Sekian lama dia mencari namun onta tersebut tidak juga didapatkan. Tenaganya semakin melemah, kepalanya berkunang-kunang, sang musafir mulai berputus asa. “Benar, tampaknya aku akan mati di sini”. Gumam sang musafir.

Di tengah-tengah keputus-asaan, tiba-tiba di depannya sudah berdiri dengan tegap onta yang selama ini dia cari. Sang musafir mengusap-usap matanya tidak percaya, barang kali ini hanya lah sekedar fatamorgana yang sering dilihat oleh para musafir di tengah gurun pasir. Dia masih tidak yakin, maka disentunya onta tersebut. Dan benar sekali, onta tersebut bukan lah fatamorgana. Itu adalah ontanya yang hilang tadi.
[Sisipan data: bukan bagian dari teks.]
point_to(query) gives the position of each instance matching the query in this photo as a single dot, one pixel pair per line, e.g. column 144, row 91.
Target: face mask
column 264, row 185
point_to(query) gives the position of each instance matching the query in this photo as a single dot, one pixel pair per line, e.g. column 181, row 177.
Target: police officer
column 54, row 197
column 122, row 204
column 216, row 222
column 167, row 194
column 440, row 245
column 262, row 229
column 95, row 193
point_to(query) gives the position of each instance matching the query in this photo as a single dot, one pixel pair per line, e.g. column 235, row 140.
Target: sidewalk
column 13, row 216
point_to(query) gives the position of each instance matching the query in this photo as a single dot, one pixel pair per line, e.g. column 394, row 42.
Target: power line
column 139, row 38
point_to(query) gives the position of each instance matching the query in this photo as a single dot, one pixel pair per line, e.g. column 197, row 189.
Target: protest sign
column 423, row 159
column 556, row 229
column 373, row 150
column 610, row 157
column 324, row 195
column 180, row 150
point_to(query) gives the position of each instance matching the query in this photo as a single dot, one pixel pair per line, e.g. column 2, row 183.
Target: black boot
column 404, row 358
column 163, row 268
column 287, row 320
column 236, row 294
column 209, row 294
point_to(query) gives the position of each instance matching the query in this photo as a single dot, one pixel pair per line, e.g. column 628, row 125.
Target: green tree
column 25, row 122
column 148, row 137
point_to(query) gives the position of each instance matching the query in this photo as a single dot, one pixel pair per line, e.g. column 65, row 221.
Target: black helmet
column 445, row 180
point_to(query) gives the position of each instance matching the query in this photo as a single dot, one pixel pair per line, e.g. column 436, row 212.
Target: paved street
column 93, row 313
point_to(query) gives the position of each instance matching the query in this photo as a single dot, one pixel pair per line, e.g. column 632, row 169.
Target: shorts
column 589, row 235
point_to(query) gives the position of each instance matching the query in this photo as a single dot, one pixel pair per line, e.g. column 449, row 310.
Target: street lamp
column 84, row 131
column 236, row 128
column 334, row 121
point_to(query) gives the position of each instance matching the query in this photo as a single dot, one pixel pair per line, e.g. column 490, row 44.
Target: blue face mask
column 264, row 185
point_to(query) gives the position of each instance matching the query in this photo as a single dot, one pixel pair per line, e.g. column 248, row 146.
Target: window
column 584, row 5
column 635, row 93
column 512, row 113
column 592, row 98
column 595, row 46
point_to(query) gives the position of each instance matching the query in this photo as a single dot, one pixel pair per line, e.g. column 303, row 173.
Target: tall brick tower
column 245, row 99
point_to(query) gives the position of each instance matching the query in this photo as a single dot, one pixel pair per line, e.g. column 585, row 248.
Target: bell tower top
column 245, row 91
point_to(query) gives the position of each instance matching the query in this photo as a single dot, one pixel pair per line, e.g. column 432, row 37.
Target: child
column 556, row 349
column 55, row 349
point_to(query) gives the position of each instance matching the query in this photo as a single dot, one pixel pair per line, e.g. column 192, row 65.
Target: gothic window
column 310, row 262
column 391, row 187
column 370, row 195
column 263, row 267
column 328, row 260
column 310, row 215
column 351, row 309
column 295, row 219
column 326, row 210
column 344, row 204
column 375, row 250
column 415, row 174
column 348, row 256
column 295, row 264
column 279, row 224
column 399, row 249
Dengan kegembiraan yang meluap-luap, sang musafir berkata dengan suara lantang, “Ya Allah, Engkau adalah hambaku, dan aku adalah tuhanMu”.

Setelah menceritakan cerita ini, rasulallah mengatakan, “musafir itu salah (berkata) karena sangking bahagianya”.

Sangking bahagianya musafir itu tidak sadar kalau dia telah menggantikan kalimat yang semestinya ‘aku adalah hambaMu’ dengan kalimat ‘aku adalah tuhanMu’ dan menggantikan kalimat ‘aku adalah hambamu’ dengan kalimat ‘aku adalah tuhanMu’.

Dapat kita bayangkan betapa besarnya kebahagiaan sang musafir ketika mendapatkan kembali ontanya yang hilang. Karena dia tidak jadi mati kelaparan dan kepanasan di padang pasir. Namun, betapa besarnya kebahagiaan sang musafir yang mendapatkan ontanya kembali, kebahagiaan Allah terhadap tobat hambanya lebih besar bahkan tidak ada yang menandingi kebahagiaanNya.

Begitu juga halnya, ketika pak polisi, pak hakim dan pak jaksa begitu senangnya dengan seorang penjahat yang mengakui kejahatannya, Allah SWT, Zat Yang Maha melihat akan perbuatan kita, lebih besar kebahagianNya, bahkan tidak ada yang menandingi kebahagiaanNya terhadap seorang hamba yang mengakui kesalahan dan kejahatannya karena ingin bertobat dari kesalahan dan kejahatan tersebut.

Lebih baik Allah gembira dengan terbukanya kejahatan kita di hadapan pengadilan manusia, daripada Allah murka dengan penampilan kita sebagai orang yang tidak bersalah di hadapan manusia namun tertunduk malu dan hina di depan pengadilan Allah.